The trek takes you to 'refugios' or mountain huts and the book described
some 'minor hand climbing' on the 1st section. In reality we basically spent
4 hours climbing over massive boulders and rocks with a sheer drop to one
side. It was terrifying and knackering! There was then an incredibly steep
climb down to an amazing lake and just when i thought it must be nearly over
another scramble down a mountain side to a bigger lake where the refugio
sat at the far end.
It has to be said that the scenery was incredible but I couldn't really
believe that they let people with no experience climb this - it was so hard!
The refugio was very basic with bunk beds and a wood stove, no electricity
and I wont even mention the toilets(!) but the quiet and solitude of the
place was immense. We sat out for a bit in the freezing cold that night to
see the stars - so clear and bright, you could see the whole milky way. My
thermal vest has proved itself to be a worthy addition to my backpack!
The next morning was a dilema whether to go on to the next refugio (7 hours)
or duck out along an easy path home. My muscles were aching like mad, but I
knew deep down Dave really wanted to go on so we went for it. The first part
involved climbing back up past the 2 lakes which was relatively easy. The
next part however was virtually impossible. A steep steep descent over loose
rocks and scree, falling down into a mountain valley with the wind howling
in our faces. In the end Dave gripped my hand really tight and we literally
surfed down the mountain side. I'm sure it was highly dangerous- I fell over
a few times and have the bruises on my bum to prove it!
The next part was through a beautiful wooded valley with amazing autumn
colours and actually flat walking for a while (more how I'd envisiged a trek
to be!) However it was soon another huge climb and equally trecherous
descent over the next mountain. By now my whole body was completley
exhausted but the refugio was in sight down by another stunning mountain
lake.
We eventually made it down to the hut which was actually pretty nice. We
treated ourselves to a meal which was great, cooked up by the hut caretaker
on a wood stove and served by candlelight. Sat with a cool Isreali couple.

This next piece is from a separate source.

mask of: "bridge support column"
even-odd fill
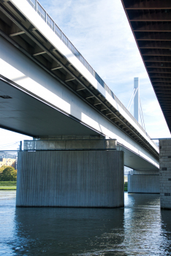
[[[171,138],[159,140],[160,206],[171,209]]]
[[[18,153],[17,206],[123,207],[123,152]]]
[[[128,192],[159,194],[159,172],[134,170],[128,175]]]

The next day we decided we couldn't do any more of the hike as we were aching
so much, so we took the gentler route back to the road. It was still 6-7 hours
walking, but through a valley with beautiful forest and a winding river. At
luchtime we met the couple from the night before who invited us to share
their lunch. They cooked up soup and mashed potatoe on a camping stove - it
was great and a lot nicer than the dry crackers and biscuits we would have
otherwise had!
We walked the rest of the way back with them and eventually caught a bus
back to our hostel in Bariloche. The hostel owner gave us the funniest look
when we arrived - we were sweaty, smelly, sunburnt, bruised but happy! I cant
actually believe I managed to do it, although it will be a few days till I
can walk normally without pain in my quads again!